'Spooner' Is Love Crazy

*This review was altered on March 4, 2011.

Herman Spooner's last name should be Slacker. He barely has a job, and as his 30th birthday approaches, he is still living at home with his folks and showing no signs of budging. This concerns his parents, who love Herman but are tired of supporting him. More important, they realize they are enabling a grown man's arrested development. So, the Spooners set the 30th anniversary of their son's birth as the deadline for Herman to leave the house.

As played by Tustin-raised Matthew Lillard (SLC Punk!, Scooby-Doo), the titular character in Santa Ana-raised Drake Doremus' Spooner is hard not to love. He possesses geeky charm, a sunny disposition and the inability to harm a housefly. So, despite his lies about seeking new digs and truths about lack of ambition, you can't help but root for Herman as he thwarts the efforts of his parents (veteran character actor Christopher McDonald and Aron Ralston's mom in 127 Hours, Kate Burton) to lock him out.

And you are really in his corner as his boss (Boardwalk Empire's Shea Whigham) tries to end Herman's not-so-stellar car-salesman career. It is at the lot where everything changes with the arrival of pretty, young, stranded motorist Rose (Nora Zehetner, who was in San Clemente-raised filmmaker Rian Johnson's Brick and The Brothers Bloom). Herman falls hard for Rose and must grow up in a hurry if he wants to keep her. When she stands alongside Herman at the door for dinner with the folks, the dumbstruck dad mentions he and his wife had thought their son was gay.

Rose teaches the gangly Spooner to spoon—get it?—but despite her rosy exterior, Rose is also something of a lost soul. She's bound for the Philippines to teach English to schoolchildren and, hopefully, find herself. This leads to some frankly creepy efforts by Herman to keep her with him in the San Gabriel Valley. By that point, the audience knows he has a good heart; he's just not emotionally mature enough to know any better. Credit for maintaining audience support goes to Lillard, who delivers a believably natural performance, and Lindsay Stidham's smart script, which she developed with producer Jonathan Schwartz and Doremus, her writing partner since her American Film Institute (AFI) days. Extra kudos for the writers steering their little indie gem into an atypical payoff.

In his feature debut, Doremus has at his disposal interesting locations (including his real-life half brother's car lot and a real-life funky hotel in Monrovia), a near-picture-stealing cameo from Reno 911's Wendi McLendon-Covey, and pitch-perfect music from the bubbly soundtrack. Spooner, which debuted at the 2009 Slamdance Film Festival in Salt Lake City, is a strong first title for the young director, who also possesses a sunny disposition and was something of a slacker before finding himself in AFI's directing program (at the ripe young age of 19).
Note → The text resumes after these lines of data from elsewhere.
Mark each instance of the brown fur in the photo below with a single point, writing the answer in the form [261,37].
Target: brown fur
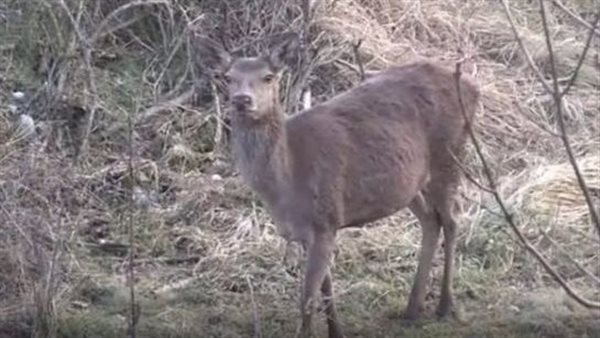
[363,155]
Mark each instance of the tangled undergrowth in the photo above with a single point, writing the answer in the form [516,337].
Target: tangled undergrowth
[208,261]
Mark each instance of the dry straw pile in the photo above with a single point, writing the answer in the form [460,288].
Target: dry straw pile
[208,259]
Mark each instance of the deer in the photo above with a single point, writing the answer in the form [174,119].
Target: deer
[390,142]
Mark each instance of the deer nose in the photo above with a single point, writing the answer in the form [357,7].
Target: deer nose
[242,101]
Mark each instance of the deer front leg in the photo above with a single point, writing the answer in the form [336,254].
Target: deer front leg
[332,322]
[318,255]
[431,232]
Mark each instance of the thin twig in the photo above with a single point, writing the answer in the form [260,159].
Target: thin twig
[101,30]
[467,173]
[509,218]
[565,253]
[174,102]
[577,18]
[218,137]
[130,206]
[361,69]
[588,43]
[255,316]
[556,94]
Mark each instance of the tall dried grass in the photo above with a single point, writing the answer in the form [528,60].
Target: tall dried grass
[61,220]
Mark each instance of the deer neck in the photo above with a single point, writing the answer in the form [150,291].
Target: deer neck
[262,155]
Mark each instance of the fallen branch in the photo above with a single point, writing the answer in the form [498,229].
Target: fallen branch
[557,95]
[576,17]
[508,217]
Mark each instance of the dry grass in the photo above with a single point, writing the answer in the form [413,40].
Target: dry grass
[202,241]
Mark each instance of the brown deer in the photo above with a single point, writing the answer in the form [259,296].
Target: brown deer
[387,144]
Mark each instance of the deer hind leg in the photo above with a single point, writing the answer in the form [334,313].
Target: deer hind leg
[445,186]
[429,240]
[319,252]
[330,310]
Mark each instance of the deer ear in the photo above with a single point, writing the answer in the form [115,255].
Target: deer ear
[212,55]
[284,51]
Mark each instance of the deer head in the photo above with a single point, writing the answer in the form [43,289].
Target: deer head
[252,82]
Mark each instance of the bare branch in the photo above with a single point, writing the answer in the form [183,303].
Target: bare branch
[565,253]
[130,206]
[361,69]
[102,30]
[556,94]
[509,218]
[588,43]
[468,175]
[255,316]
[592,28]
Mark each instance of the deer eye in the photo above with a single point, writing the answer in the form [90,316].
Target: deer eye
[268,78]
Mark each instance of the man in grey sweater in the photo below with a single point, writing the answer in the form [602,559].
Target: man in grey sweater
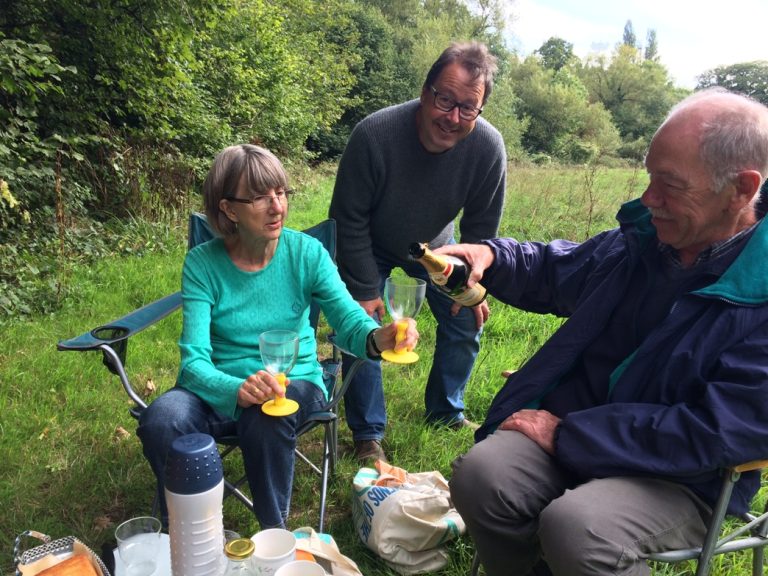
[406,174]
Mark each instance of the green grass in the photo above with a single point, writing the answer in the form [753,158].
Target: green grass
[67,469]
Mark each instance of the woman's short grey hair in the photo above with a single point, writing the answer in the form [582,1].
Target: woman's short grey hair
[474,57]
[253,167]
[733,140]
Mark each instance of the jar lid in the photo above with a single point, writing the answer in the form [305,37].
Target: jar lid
[239,549]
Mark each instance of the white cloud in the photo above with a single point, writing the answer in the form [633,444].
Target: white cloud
[692,38]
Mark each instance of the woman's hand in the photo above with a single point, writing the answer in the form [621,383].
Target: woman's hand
[385,336]
[258,388]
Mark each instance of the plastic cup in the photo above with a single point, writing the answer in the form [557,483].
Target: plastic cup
[300,568]
[274,548]
[138,543]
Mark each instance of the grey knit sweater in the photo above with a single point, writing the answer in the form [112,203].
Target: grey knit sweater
[390,192]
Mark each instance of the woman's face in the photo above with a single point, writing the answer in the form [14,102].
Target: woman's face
[258,215]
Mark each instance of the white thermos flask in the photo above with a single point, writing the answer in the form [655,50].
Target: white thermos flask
[194,490]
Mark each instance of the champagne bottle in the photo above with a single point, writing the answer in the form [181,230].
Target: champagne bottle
[449,274]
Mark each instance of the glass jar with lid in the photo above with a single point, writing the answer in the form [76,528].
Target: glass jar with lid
[239,552]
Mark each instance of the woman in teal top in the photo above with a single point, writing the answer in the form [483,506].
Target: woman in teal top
[255,276]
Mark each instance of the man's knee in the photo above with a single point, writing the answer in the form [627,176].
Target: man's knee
[578,537]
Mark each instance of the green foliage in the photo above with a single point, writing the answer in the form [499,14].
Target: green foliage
[556,53]
[638,93]
[629,38]
[29,74]
[749,78]
[381,73]
[561,121]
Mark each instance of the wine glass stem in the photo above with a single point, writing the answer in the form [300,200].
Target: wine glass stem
[280,380]
[402,326]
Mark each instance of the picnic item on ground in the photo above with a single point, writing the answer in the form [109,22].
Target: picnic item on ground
[273,548]
[239,553]
[194,491]
[301,568]
[324,550]
[138,543]
[66,557]
[78,565]
[405,518]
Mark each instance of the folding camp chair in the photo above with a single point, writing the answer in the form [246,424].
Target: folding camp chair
[112,340]
[745,533]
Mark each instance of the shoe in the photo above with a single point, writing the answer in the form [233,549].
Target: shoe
[369,450]
[464,423]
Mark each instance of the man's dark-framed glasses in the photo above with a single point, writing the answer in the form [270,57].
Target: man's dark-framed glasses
[447,104]
[264,201]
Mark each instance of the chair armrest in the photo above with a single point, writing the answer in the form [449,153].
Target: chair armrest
[124,327]
[112,338]
[749,466]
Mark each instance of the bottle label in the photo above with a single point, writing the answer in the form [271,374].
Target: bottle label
[441,278]
[469,296]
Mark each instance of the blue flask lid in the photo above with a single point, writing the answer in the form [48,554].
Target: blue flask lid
[193,465]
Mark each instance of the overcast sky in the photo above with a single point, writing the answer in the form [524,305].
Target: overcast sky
[692,35]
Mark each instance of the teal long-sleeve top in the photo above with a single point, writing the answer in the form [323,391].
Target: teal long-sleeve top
[225,309]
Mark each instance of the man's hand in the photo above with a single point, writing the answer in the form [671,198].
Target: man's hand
[478,256]
[538,425]
[481,312]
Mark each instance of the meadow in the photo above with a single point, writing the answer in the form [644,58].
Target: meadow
[70,461]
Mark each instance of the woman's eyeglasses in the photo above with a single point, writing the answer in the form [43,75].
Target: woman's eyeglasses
[264,201]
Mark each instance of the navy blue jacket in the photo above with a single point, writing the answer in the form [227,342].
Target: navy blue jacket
[691,399]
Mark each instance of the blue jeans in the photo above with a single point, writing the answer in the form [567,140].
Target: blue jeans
[457,343]
[266,442]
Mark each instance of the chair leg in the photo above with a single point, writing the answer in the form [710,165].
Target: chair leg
[475,570]
[718,514]
[757,562]
[324,476]
[232,490]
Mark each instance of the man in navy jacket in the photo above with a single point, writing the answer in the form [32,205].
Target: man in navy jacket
[605,446]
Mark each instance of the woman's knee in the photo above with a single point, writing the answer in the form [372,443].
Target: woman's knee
[176,409]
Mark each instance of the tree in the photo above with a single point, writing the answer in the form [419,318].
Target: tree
[638,93]
[556,53]
[629,38]
[652,46]
[561,122]
[750,78]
Doremus went on to pick up the pace with Douchebag, which was selected as an entry in the U.S. Dramatic Competition at the 2010 Sundance Film Festival in Park City, before picking up the emotional heft with Like Crazy, which won the U.S. Dramatic Competition at Sundance this past January.

Having sprung from Orange County's youth-theater scene, Doremus began building with Spooner the company that would serve him well in later projects. Stidham co-wrote Douchebag, which co-starred Andrew Dickler and Ben York Jones. Corona del Mar's Jones, who ran the sound for childhood pal Doremus' theater productions, is an extra in Spooner, which was edited by Dickler. Jones went on to co-write Like Crazy, which, like Spooner and Douchebag, was produced by Schwartz.

While Spooner is not Doremus' best picture, it does demonstrate the promise that led the now-27-year-old to greater things in the movie business. See how it all began before he's too big to talk to us anymore.

This review appeared in print as “Local Boy Goes Love Crazy: Recently crowned Sundance king Drake Doremus’ early promise evident in Spooner.”